It has to do with mixing trees. Everything is packages, and packages come from
ports. If you get packages from the official repo, and then download the ports
tree and build and install your own, some packages won't play nice with each
other because they aren't from the same point in time (your copy of the tree is
a little bit newer than the one used by the official repo at the time). pkg
will detect most issues, but it can't generally fix them. It is possible to be
in sync with the official repo, but doing so is more complicated and requires
more hands-on attention. Trying to use the official repo and then mix in a few
of your own here and there is almost always more effort and trouble than it's
Ultimately, you have 3 options:
1. Use the official repo. This is the simplest and easiest. You never have to
compile anything or know how ports works and upgrades are easy. This also
scales to many machines easily. The downside is that you have limited
flexibility - no custom options and you can't change the default versions for
things such as Python, Perl, PHP, Apache, et al.. You also don't get updates as
soon as they're committed, but the time between updates is only about a few days.

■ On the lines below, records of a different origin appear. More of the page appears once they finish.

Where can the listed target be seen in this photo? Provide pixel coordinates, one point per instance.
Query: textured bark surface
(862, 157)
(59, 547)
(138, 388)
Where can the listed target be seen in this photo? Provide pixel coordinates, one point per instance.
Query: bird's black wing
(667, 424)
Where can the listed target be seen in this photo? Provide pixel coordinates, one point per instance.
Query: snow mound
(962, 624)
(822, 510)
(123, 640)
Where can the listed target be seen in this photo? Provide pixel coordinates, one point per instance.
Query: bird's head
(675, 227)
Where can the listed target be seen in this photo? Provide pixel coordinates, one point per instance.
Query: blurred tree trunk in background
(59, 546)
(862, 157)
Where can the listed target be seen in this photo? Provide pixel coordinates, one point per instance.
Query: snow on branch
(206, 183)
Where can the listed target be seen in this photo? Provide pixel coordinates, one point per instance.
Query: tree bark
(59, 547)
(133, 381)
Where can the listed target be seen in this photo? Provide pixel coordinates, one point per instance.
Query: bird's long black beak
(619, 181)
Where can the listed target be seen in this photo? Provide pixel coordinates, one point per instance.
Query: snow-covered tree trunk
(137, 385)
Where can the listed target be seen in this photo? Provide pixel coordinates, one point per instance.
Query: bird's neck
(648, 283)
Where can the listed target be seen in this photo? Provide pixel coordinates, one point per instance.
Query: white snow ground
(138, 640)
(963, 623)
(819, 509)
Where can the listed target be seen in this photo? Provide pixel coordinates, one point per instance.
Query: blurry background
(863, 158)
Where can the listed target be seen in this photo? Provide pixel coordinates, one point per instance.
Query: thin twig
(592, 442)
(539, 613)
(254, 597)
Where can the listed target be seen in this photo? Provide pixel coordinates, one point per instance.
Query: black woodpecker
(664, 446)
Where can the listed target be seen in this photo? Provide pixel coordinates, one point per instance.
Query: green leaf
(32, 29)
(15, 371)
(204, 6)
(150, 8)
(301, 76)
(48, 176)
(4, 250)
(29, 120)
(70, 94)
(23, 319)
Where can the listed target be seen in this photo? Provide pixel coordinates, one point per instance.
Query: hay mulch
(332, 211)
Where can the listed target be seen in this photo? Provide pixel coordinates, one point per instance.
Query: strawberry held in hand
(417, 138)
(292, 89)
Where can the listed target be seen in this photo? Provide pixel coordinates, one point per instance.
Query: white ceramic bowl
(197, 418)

2. Use ports tools directly (or a wrapper such as Portmaster) and compile
packages yourself. This is a little more work, but you get custom options for
your packages (and you can have your own custom modifications to the ports
tree). You can have new versions of packages within minutes of the changes
being committed to the tree (depending on how long it takes to compile).
However, you will have to compile everything and sharing these packages is
crude and possibly a bit error-prone because your environment is not 100%
clean. This doesn't scale well unless you build your own tooling to make it so.
Otherwise, you will have to compile everything you want on each individual
machine, and you will have to do some scripting to make your custom options
consistent across them.
3. Use Poudriere. This is essentially tooling to make #2 scale well. Once you
have packages built, it creates a repo, making them very easy to share. On your
other machines, you point them to your own repo instead of the official one.
They will all have the custom options and modifications you want, but you
compile once on one machine. Poudriere builds every package in a clean
environment using jails to help keep things consistent and less complicated
when there are issues.

I recommend #1 unless you have a compelling reason not to ("oh no, 100MB of
disk space is used up by a package I don't use" isn't one). If you really need
custom options (because you need something to get work done), then I recommend
#3. In any case, pick one and do that. If you want to switch from one approach
to another, reinstall all packages using the new approach.

As Matthew alluded to, things are being worked on to make options 2 and 3 less
necessary for most people, but there is still much work to be done in ports and
in pkg, and it will take a while to get it all done right.